Je viens d'acheter un Macbook Pro 15" et une Magic mouse 

Je suis satisfait de mon achat mais un détail me chagrine : je joue quasi exclusivement sur console (mis à part à certains jeux comme les RTS ou je préfère une souris) mais ayant découvert Uberstrike (FPS sympas) sur le Mac Store je souhaiterais y jouer avec ma Magic mouse.

Mais le problème c'est que pour visé (zoom) et tirer je souhaiterais : 
- clique gauche pour tirer
- clique droit pour visé.

Et mon problème est bien là même en configurant les boutons dans le jeu et dans les paramètres système de mon Mac je peux viser ou tirer (en relâchant les boutons) mais je ne peux pas tirer en visant (étant donné que le haut de la souris est déjà enfoncé par le clique droit...).
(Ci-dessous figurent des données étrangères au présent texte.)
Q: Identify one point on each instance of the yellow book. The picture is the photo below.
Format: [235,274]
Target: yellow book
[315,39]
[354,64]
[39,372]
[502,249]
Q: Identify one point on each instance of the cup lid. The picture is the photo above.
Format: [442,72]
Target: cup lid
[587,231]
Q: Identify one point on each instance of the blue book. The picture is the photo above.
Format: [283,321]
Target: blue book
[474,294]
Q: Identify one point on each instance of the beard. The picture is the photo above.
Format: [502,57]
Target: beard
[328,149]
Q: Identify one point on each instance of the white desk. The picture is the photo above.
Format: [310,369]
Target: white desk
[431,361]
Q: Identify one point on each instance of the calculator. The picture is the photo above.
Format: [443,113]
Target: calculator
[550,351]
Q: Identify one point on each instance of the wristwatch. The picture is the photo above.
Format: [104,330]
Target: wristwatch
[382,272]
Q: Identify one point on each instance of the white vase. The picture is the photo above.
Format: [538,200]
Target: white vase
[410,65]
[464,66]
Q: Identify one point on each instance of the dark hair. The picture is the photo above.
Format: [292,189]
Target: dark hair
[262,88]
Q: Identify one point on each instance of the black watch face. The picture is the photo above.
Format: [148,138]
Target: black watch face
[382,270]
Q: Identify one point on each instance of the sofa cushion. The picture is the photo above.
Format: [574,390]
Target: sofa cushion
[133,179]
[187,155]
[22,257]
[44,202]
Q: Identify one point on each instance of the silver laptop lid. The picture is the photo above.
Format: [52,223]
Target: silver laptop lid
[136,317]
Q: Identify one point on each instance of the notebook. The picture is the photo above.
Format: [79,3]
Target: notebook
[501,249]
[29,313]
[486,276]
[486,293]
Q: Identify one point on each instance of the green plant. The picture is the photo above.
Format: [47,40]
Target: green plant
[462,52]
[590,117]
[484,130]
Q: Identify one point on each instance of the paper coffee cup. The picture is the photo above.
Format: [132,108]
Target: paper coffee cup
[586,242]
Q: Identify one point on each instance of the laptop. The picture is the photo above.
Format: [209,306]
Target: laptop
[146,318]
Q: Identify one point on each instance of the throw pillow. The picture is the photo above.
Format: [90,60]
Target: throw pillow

J'ai le même problème avec le trackpad 

Mes questions sont donc : 
- la souris et le trackpad ne possède qu'un "gros bouton" permettant plusieurs gestes?
- il y a t'il des solutions comme configurer un clique droit et un "touché gauche"?

Je viens de lire sur internet que cette souris n'est vraiment pas réputé pour le jeu (je ne jouerais que très rarement donc pas trop grave) et je n'ai pas trouvé de réponses à mon problème... 

Apple n'aurai pas pensé à cela? 

En espérant me trouver dans la bonne section du forum (j'ai hésité entre périphériques et accessoires et jeux).

Merci d'avance pour vos réponses.

Kévin.


----------



## Flo73 (30 Octobre 2011)

Salut, 

Jouer avec avec une magic mouse ca me semble se raprocher de jouer avec le trackpad, impossible ou alors très désagréable. Tu aurais dût acheter une souris autre qu' une magic mouse... 

Enfin c'est pas ce que j'aurais acheter moi perso hein.


----------



## Invité (30 Octobre 2011)

Et avec bettertouchtool tu peux pas configurer des trucs rien que pour ton jeu ?


----------



## jonas971 (30 Octobre 2011)

:mouais: joué avec une magic mouse, de plus, à un FPS...! 
 Faut le faire.

Yezir
 Achète toi une souri, une microsoft ou même une "merde" fera l'affaire. 
à ma connaissance, on ne peut pas cliqué doigt et gauche en même temps.


----------